Once again the U.S. Supreme Court has unfortunately rebuffed Michigan Attorney General Mike Cox, along with representatives from six other Great Lakes states and the province of Ontario, in their efforts to keep the Asian carp from entering the world's largest freshwater estuary.
The court first failed to issue an injunction on Jan. 19 that would have stopped water flowing from Chicago's shipping canal into southern Lake Michigan. The invasive Asian carp has worked its way up the Mississippi watershed, reaching into the Illinois River and to Chicago's waterways.
Undaunted, Cox recently led the charge to re-make the case to the Supreme Court with new DNA evidence of Asian carp getting past the O'Brien Lock and into Lake Michigan, as well as a new economic study authored by a Wayne State University transportation expert which shows much lower potential losses to the Chicago economy than was claimed by the state of Illinois.

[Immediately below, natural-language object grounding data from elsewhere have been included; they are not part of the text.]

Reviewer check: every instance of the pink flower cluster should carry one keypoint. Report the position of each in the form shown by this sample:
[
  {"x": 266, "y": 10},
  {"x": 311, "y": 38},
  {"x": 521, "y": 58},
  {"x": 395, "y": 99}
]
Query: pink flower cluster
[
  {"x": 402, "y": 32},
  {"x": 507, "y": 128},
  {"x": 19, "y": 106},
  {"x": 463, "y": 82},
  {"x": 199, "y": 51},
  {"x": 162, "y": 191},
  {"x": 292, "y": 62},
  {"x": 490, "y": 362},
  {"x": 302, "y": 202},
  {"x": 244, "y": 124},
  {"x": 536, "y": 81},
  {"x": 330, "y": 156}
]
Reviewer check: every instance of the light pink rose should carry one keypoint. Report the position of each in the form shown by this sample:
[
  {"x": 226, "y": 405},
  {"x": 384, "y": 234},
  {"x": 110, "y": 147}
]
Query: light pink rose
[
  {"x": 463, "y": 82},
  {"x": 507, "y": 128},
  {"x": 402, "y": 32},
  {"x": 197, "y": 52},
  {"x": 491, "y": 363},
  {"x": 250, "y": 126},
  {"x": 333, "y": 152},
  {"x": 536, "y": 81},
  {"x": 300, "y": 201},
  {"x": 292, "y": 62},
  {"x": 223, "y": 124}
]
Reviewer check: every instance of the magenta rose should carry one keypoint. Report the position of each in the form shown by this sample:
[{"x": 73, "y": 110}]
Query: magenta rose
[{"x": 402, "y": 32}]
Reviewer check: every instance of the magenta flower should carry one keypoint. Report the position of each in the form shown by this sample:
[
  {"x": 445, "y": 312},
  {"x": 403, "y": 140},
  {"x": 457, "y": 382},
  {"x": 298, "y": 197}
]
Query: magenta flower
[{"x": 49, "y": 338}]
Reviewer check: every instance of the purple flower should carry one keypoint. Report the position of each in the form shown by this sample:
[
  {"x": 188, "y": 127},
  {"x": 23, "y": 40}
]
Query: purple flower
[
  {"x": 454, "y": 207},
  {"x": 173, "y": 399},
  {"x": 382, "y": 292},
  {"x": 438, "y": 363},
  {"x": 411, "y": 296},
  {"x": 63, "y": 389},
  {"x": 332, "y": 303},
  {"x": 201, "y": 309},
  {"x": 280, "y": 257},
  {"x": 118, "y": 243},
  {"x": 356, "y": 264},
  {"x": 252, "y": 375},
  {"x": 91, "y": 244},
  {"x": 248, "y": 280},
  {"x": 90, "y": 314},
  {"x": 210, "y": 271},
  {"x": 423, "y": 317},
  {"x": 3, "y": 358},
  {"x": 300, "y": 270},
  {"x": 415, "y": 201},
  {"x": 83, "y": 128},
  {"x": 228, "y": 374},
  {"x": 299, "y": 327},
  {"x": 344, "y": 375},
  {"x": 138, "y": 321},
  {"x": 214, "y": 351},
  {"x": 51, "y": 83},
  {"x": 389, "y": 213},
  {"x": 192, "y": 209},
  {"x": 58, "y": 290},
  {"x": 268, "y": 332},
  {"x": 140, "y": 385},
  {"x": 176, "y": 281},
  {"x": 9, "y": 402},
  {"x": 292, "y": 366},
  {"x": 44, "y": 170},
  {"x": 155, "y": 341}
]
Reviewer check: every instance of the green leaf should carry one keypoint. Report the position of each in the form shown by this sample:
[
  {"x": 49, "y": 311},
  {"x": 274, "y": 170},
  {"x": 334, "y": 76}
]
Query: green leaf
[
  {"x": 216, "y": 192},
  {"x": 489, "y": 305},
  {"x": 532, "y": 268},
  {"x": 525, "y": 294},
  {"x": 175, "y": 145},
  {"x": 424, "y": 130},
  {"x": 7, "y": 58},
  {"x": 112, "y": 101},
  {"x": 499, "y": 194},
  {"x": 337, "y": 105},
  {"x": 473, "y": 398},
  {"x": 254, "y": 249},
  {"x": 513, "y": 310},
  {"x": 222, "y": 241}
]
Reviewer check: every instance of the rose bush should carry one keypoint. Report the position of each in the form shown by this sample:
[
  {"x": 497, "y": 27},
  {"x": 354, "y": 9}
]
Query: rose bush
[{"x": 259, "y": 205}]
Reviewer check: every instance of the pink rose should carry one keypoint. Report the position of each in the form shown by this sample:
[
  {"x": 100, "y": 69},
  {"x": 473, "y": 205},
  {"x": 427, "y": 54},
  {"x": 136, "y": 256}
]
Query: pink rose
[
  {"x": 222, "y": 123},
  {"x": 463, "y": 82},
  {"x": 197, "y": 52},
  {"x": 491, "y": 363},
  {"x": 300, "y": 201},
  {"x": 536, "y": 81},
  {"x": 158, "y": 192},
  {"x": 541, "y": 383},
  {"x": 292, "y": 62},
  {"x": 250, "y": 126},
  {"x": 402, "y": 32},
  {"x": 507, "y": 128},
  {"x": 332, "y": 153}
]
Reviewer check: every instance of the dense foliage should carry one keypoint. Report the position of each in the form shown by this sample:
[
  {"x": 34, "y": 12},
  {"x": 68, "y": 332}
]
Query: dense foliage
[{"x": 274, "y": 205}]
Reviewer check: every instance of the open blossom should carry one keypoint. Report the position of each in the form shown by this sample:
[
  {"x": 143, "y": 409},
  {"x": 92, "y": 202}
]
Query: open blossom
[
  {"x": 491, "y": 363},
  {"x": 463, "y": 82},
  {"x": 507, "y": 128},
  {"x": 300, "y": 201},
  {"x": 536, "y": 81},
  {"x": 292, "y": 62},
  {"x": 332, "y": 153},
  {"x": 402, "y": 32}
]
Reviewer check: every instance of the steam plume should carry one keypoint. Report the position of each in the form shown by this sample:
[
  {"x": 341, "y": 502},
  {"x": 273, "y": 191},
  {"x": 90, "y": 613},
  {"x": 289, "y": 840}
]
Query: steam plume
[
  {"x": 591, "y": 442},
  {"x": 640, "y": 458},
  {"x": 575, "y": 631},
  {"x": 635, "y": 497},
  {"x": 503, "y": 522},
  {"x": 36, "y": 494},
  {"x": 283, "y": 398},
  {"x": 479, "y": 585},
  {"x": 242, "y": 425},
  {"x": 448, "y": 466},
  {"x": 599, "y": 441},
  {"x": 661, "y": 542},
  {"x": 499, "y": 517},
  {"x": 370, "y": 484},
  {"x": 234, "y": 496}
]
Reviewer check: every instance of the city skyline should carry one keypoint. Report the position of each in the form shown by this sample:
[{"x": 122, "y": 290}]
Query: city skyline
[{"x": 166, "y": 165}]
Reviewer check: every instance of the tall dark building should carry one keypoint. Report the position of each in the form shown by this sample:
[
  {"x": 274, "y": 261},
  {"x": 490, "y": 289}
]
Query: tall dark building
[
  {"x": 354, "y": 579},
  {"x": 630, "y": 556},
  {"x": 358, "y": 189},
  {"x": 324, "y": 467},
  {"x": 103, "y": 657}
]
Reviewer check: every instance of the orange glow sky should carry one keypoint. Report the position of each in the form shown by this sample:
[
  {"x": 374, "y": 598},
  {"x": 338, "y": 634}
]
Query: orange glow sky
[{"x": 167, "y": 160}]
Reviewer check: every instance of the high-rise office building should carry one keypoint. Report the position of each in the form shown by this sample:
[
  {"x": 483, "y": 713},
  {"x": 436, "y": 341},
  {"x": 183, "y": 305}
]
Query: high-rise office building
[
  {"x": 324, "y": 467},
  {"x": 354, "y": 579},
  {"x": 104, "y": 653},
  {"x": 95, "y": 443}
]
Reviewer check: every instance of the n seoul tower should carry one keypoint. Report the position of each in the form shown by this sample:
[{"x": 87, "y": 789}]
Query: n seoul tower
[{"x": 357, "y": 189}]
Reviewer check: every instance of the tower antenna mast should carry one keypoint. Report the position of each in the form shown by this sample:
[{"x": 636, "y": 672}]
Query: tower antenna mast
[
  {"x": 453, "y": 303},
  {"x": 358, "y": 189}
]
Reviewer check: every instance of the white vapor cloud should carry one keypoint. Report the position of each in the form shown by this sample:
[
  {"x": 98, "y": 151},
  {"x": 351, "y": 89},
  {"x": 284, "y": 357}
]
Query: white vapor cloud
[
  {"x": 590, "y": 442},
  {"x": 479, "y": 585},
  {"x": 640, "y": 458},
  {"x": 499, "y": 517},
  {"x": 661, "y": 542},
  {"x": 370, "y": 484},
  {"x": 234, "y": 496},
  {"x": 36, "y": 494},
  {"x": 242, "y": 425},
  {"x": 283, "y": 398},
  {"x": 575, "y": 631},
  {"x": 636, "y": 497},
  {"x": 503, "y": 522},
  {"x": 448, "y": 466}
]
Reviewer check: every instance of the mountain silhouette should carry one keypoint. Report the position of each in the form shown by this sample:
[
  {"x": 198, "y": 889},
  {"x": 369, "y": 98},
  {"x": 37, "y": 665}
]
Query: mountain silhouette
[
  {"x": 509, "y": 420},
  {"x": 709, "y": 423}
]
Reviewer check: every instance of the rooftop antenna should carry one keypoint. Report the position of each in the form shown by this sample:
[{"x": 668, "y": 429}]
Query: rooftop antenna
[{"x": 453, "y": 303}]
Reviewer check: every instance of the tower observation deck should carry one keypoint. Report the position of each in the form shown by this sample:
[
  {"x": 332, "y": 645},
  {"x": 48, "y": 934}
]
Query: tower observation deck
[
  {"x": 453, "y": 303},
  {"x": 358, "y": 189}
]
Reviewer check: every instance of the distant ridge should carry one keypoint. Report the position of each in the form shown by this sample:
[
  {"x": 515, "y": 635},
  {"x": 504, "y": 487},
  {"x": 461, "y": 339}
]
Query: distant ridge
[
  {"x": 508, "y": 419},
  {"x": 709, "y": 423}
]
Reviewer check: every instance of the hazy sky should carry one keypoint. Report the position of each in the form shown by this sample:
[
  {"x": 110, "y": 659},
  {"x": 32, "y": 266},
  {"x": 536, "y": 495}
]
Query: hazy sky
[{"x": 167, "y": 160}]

But on Monday, the Supreme Court said "no" for the second time, rejecting a request to issue a preliminary injunction shutting the locks in the battle against the invasive fish.Cox says he's not done."

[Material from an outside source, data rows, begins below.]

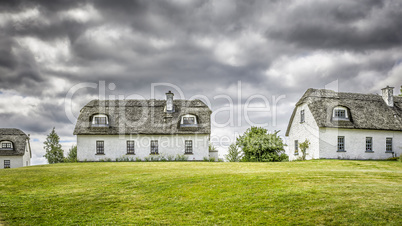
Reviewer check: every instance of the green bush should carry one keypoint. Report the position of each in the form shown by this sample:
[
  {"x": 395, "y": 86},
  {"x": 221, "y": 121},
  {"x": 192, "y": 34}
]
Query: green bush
[
  {"x": 181, "y": 157},
  {"x": 258, "y": 145},
  {"x": 234, "y": 153},
  {"x": 170, "y": 157}
]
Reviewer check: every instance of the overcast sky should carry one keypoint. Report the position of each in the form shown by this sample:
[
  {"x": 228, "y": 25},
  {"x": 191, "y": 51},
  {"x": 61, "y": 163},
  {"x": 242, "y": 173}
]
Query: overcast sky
[{"x": 261, "y": 54}]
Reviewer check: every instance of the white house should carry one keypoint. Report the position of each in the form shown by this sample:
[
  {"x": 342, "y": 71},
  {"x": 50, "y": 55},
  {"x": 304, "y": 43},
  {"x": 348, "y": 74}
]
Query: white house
[
  {"x": 346, "y": 125},
  {"x": 15, "y": 150},
  {"x": 138, "y": 129}
]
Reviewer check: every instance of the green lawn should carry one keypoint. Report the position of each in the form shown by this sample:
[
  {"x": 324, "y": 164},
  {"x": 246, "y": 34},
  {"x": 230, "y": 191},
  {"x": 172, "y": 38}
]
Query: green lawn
[{"x": 311, "y": 192}]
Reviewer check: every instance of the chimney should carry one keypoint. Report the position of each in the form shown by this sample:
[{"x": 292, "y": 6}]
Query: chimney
[
  {"x": 388, "y": 95},
  {"x": 169, "y": 102}
]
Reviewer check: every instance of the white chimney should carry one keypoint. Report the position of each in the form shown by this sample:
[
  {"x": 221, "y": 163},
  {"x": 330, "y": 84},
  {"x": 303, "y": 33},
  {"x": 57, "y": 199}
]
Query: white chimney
[
  {"x": 169, "y": 102},
  {"x": 388, "y": 95}
]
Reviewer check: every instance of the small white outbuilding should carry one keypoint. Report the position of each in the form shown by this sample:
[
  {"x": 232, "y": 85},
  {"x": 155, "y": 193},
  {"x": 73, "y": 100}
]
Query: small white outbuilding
[{"x": 15, "y": 149}]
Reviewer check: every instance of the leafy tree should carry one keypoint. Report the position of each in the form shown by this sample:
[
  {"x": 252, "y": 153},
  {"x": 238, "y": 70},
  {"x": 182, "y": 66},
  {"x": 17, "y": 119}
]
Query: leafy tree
[
  {"x": 303, "y": 148},
  {"x": 234, "y": 153},
  {"x": 211, "y": 147},
  {"x": 259, "y": 145},
  {"x": 72, "y": 154},
  {"x": 54, "y": 153}
]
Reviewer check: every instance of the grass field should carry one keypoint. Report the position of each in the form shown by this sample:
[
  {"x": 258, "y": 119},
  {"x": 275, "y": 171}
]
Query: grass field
[{"x": 326, "y": 192}]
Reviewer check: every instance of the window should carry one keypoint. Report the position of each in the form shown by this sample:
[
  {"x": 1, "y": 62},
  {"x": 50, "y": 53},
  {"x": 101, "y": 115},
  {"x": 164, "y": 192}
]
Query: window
[
  {"x": 388, "y": 144},
  {"x": 130, "y": 147},
  {"x": 100, "y": 147},
  {"x": 188, "y": 147},
  {"x": 154, "y": 147},
  {"x": 6, "y": 144},
  {"x": 340, "y": 113},
  {"x": 6, "y": 164},
  {"x": 369, "y": 144},
  {"x": 341, "y": 143},
  {"x": 188, "y": 120},
  {"x": 100, "y": 120}
]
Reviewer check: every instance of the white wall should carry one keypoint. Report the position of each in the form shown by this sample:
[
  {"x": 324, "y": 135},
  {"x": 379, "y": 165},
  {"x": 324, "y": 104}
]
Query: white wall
[
  {"x": 26, "y": 158},
  {"x": 15, "y": 161},
  {"x": 18, "y": 161},
  {"x": 116, "y": 146},
  {"x": 355, "y": 143},
  {"x": 302, "y": 131}
]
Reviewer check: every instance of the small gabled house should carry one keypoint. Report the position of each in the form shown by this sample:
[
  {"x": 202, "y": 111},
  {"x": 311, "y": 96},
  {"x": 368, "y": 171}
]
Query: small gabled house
[
  {"x": 137, "y": 129},
  {"x": 346, "y": 125},
  {"x": 15, "y": 149}
]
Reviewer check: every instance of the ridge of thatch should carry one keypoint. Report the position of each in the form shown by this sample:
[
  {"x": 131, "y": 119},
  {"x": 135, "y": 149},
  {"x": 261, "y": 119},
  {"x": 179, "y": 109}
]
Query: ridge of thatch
[
  {"x": 143, "y": 117},
  {"x": 17, "y": 137},
  {"x": 367, "y": 111}
]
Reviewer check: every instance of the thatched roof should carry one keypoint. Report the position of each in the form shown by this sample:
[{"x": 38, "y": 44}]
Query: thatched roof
[
  {"x": 17, "y": 137},
  {"x": 143, "y": 117},
  {"x": 367, "y": 111}
]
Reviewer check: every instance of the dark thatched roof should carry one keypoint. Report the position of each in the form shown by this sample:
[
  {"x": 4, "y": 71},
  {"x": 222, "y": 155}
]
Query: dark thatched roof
[
  {"x": 17, "y": 137},
  {"x": 143, "y": 117},
  {"x": 367, "y": 111}
]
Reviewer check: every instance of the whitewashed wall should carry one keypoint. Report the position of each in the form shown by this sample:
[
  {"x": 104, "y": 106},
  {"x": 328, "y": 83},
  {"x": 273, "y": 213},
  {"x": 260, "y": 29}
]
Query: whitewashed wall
[
  {"x": 304, "y": 130},
  {"x": 26, "y": 159},
  {"x": 116, "y": 146},
  {"x": 17, "y": 161},
  {"x": 355, "y": 143}
]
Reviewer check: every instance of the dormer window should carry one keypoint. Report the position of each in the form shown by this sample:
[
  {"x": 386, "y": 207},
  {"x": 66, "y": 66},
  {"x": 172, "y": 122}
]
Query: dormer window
[
  {"x": 100, "y": 120},
  {"x": 188, "y": 120},
  {"x": 6, "y": 145},
  {"x": 340, "y": 113}
]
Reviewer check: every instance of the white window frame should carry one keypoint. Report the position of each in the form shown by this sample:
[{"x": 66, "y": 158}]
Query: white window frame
[
  {"x": 188, "y": 116},
  {"x": 388, "y": 145},
  {"x": 7, "y": 164},
  {"x": 369, "y": 144},
  {"x": 341, "y": 145},
  {"x": 6, "y": 142},
  {"x": 188, "y": 147},
  {"x": 340, "y": 108},
  {"x": 130, "y": 147},
  {"x": 100, "y": 116}
]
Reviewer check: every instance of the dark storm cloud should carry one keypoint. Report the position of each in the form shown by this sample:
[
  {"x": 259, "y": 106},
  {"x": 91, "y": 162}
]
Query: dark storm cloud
[{"x": 349, "y": 25}]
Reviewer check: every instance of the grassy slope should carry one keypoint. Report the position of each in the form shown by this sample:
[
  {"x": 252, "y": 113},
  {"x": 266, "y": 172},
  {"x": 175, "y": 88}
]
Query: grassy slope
[{"x": 310, "y": 192}]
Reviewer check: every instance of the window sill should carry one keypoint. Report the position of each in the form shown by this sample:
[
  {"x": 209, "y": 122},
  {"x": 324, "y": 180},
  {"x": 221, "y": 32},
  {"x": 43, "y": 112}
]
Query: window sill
[
  {"x": 340, "y": 119},
  {"x": 188, "y": 125},
  {"x": 99, "y": 125},
  {"x": 6, "y": 149}
]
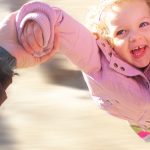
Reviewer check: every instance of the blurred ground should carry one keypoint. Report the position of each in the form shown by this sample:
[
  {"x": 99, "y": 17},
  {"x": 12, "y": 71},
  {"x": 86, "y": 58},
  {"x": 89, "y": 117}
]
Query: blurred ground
[{"x": 49, "y": 107}]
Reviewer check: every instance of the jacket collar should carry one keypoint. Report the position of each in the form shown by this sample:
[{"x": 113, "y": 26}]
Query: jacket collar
[{"x": 119, "y": 65}]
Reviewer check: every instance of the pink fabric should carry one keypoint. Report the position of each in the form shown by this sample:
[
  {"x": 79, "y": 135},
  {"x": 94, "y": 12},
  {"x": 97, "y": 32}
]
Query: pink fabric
[
  {"x": 40, "y": 13},
  {"x": 117, "y": 87}
]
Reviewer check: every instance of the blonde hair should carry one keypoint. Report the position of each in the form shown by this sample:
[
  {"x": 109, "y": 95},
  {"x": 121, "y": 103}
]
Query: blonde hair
[{"x": 94, "y": 19}]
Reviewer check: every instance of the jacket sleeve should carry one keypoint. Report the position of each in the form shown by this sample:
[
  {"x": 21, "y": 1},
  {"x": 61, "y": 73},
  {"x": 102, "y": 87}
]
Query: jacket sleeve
[{"x": 75, "y": 41}]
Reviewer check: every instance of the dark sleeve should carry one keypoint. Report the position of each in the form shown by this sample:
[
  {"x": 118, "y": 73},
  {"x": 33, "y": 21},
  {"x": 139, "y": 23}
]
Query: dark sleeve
[{"x": 7, "y": 65}]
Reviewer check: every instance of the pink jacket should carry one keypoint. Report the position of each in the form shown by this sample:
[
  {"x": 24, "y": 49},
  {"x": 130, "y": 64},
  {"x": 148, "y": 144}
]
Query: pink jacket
[{"x": 117, "y": 87}]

We will continue to focus on the reopening of the diversion case in April, with the goal of developing an effective plan to protect the entire Great Lakes region from the devastating threat of Asian carp," Cox said.
According to the Associated Press, many fear that if the invaders reach the lakes, they could lay waste to a $7 billion fishing industry by starving out competitors such as salmon and walleye.
Cox, a Republican running for governor, praised the state's lawmakers for their bipartisan support on the issue and called on President Barack Obama to act to at least temporarily close the locks.
We agree. The President, who has called defeating the Asian carp a high priority, should act now to close the locks while the Army Corps of Engineers continues to work on the problem in Chicago and the Cox and company prepares for another hearing in front of the Supreme Court in April.
For future generations' sake, our Great Lakes need to remain great.